In the township the population was spread out, with 23.9% under the age of 18, 6.7% from 18 to 24, 31.0% from 25 to 44, 23.4% from 45 to 64, and 14.9% who were 65 years of age or older. The median age was 38 years. For every 100 females, there were 93.6 males. For every 100 females age 18 and over, there were 93.2 males.

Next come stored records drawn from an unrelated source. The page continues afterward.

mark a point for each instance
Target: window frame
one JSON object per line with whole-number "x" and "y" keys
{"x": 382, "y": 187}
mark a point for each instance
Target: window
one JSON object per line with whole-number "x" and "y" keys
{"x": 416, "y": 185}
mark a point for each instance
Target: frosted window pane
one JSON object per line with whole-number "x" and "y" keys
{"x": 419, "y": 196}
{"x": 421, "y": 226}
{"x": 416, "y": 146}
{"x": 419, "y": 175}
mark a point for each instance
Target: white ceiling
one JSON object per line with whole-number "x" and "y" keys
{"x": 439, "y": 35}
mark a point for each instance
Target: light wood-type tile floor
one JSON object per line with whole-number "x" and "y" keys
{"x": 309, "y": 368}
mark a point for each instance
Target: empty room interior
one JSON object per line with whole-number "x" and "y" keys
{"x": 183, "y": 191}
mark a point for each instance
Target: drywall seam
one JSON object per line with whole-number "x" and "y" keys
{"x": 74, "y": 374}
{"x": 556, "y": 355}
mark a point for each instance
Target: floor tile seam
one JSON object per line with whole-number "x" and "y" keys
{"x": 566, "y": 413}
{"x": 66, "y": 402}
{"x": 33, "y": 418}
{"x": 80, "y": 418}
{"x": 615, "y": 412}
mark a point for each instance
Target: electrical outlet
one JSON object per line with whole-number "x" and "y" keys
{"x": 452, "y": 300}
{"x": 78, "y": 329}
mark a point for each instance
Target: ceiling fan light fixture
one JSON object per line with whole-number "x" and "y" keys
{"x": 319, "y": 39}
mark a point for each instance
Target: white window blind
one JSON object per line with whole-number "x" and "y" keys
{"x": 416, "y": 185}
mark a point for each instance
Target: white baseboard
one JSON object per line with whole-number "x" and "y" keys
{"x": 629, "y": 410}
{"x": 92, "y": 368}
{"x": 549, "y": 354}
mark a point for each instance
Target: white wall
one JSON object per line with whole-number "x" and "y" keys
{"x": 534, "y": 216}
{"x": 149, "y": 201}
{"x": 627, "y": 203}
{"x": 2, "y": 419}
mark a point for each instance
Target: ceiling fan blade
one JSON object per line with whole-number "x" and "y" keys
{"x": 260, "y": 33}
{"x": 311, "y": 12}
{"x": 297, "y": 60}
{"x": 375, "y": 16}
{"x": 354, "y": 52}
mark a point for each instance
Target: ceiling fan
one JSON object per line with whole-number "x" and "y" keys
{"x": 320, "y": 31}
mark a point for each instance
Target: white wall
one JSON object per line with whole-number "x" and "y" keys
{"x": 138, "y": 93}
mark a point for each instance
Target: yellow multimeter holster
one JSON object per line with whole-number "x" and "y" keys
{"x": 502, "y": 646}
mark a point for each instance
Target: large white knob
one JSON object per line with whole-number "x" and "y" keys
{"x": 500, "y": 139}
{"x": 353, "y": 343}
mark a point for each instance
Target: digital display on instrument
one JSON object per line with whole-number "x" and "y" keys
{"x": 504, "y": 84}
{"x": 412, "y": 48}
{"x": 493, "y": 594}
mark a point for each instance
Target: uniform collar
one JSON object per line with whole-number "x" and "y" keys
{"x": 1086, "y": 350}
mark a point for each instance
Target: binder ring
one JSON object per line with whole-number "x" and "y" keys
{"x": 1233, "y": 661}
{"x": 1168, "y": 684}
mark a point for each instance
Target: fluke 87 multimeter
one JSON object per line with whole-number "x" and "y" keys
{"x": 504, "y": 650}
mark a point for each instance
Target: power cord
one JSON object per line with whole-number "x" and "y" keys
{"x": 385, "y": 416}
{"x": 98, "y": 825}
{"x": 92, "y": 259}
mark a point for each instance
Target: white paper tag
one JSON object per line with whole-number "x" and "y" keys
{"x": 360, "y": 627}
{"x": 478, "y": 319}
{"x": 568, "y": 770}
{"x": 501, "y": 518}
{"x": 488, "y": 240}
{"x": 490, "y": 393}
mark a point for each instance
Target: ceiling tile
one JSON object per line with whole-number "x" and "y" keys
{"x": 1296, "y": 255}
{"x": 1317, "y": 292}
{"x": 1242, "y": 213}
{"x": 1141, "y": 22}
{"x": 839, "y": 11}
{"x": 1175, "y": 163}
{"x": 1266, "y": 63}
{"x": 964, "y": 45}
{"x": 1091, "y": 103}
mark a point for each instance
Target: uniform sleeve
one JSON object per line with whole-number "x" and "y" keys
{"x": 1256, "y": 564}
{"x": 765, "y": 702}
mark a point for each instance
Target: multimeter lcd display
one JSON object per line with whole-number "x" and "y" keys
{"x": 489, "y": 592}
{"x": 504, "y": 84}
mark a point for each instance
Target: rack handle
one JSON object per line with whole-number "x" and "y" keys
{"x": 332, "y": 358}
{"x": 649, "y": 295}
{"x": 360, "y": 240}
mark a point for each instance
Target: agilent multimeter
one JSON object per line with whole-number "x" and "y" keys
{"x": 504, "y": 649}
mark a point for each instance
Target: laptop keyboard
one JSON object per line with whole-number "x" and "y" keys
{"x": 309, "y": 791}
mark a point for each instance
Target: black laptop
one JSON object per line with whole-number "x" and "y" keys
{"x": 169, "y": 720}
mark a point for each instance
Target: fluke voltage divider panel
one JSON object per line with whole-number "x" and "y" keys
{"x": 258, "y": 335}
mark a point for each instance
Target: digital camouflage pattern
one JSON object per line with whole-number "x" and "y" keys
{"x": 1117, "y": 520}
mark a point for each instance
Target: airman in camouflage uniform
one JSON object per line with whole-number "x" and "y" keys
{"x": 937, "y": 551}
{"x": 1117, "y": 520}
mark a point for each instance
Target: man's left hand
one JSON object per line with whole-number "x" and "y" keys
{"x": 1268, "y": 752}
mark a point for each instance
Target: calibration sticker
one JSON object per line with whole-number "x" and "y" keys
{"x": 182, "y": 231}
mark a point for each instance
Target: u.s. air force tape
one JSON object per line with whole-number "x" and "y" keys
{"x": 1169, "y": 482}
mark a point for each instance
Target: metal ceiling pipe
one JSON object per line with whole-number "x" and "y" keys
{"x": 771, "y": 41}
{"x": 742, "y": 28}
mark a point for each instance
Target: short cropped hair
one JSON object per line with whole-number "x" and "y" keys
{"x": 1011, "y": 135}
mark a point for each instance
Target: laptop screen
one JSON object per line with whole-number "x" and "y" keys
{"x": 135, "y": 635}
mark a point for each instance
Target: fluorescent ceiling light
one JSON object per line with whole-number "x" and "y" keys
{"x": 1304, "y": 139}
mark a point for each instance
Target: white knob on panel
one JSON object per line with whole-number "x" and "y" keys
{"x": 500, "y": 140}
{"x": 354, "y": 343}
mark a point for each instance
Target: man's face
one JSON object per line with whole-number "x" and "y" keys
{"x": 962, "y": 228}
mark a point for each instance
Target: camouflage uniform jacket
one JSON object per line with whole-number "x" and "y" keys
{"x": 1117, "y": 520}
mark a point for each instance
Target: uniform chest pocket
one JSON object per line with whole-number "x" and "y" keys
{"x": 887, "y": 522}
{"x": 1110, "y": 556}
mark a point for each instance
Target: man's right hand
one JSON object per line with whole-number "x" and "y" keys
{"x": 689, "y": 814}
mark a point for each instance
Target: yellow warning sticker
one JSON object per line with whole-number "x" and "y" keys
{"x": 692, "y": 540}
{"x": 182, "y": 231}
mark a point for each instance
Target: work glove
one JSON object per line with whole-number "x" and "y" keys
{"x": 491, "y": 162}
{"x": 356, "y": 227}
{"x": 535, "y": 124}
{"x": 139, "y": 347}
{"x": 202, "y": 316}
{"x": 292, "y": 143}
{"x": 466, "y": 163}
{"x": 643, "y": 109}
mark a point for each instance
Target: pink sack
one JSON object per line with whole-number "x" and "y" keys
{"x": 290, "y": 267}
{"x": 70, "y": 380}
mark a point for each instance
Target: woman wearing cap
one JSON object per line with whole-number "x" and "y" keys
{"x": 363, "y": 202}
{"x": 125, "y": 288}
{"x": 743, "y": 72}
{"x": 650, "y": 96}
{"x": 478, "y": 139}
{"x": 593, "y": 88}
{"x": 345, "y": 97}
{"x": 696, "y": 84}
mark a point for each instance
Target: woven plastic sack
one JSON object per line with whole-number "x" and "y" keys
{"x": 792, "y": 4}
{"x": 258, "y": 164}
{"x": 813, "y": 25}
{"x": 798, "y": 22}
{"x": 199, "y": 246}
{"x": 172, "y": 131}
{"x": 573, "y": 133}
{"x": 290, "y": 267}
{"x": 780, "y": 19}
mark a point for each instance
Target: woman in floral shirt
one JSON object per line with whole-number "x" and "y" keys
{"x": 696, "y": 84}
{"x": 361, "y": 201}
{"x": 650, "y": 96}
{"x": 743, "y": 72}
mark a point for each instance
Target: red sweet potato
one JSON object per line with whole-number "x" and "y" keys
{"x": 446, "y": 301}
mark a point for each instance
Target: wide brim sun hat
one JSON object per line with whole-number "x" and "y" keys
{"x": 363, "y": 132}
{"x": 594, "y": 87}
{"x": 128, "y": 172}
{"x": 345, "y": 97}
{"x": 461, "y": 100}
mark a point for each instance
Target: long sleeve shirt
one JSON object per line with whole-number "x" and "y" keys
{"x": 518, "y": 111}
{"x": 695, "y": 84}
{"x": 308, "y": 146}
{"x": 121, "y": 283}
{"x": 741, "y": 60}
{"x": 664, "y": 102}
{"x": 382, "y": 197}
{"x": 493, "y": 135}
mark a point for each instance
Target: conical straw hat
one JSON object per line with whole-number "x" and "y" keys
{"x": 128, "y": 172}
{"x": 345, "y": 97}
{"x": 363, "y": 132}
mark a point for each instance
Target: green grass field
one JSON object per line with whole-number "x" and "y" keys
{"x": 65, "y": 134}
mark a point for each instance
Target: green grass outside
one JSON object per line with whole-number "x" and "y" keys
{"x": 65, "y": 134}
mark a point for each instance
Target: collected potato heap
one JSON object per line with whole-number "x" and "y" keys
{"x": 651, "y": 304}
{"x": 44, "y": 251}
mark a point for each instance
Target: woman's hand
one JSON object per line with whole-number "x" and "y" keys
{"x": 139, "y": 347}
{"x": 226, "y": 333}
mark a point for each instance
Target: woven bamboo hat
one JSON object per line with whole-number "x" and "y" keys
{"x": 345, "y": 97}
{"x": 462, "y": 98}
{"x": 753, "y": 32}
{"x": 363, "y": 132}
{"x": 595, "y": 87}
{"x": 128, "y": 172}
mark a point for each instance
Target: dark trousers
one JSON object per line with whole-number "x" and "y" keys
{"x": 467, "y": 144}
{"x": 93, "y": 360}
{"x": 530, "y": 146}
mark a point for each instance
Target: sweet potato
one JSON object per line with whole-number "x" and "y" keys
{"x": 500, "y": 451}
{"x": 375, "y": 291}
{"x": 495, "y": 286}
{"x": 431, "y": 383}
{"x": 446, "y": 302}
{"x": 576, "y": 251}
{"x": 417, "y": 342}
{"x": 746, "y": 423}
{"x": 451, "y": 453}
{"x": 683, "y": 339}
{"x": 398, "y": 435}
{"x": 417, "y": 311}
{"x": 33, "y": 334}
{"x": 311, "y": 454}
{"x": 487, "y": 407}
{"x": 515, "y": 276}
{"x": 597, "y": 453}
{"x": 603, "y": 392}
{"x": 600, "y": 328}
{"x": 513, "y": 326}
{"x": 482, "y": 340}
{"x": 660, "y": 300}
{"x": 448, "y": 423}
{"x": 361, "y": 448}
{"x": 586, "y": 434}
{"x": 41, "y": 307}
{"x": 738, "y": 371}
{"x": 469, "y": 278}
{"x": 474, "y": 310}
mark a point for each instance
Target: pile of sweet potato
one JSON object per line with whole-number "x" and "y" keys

The median income for a household in the township was $49,500, and the median income for a family was $52,267. Males had a median income of $35,661 versus $25,076 for females. The per capita income for the township was $19,472. About 3.2% of families and 5.1% of the population were below the poverty line, including 6.4% of those under age 18 and 5.6% of those age 65 or over.

Historical population
| Census | Pop. | Note | %± |
| 1860 | 324 |  | — |
| 1870 | 364 |  | 12.3% |
| 1880 | 419 |  | 15.1% |
| 1890 | 785 |  | 87.4% |
| 1900 | 622 |  | −20.8% |
| 1910 | 893 |  | 43.6% |
| 1920 | 980 |  | 9.7% |
| 1930 | 1,107 |  | 13.0% |
| 1940 | 1,482 |  | 33.9% |
| 1950 | 1,867 |  | 26.0% |
| 1960 | 2,603 |  | 39.4% |
| 1970 | 2,918 |  | 12.1% |
| 1980 | 2,862 |  | −1.9% |
| 1990 | 2,490 |  | −13.0% |
| 2000 | 2,314 |  | −7.1% |
| 2010 | 2,640 |  | 14.1% |
| 2020 | 2,479 |  | −6.1% |
| 2024 (est.) | 2,394 |  | −3.4% |
Sources:

==In popular culture==
Some scenes in the movie The Silence of the Lambs were filmed in the Glenwillard neighborhood of Crescent Township. A house on Front Street was used as the Bimmel house, home of one of Buffalo Bill's victims. The CSX Transportation (formerly Pittsburgh and Lake Erie Railroad) tracks that traverse the township are clearly visible in the establishing shots.

==Notable people==
- Lou Christie (born 1943), famous singer/songwriter, grew up in the Glenwillard section of Crescent and attended Moon High School.
- NCAA men's basketball coach John Calipari (born 1959) lived in Crescent when he was an assistant coach at the University of Pittsburgh under Paul Evans.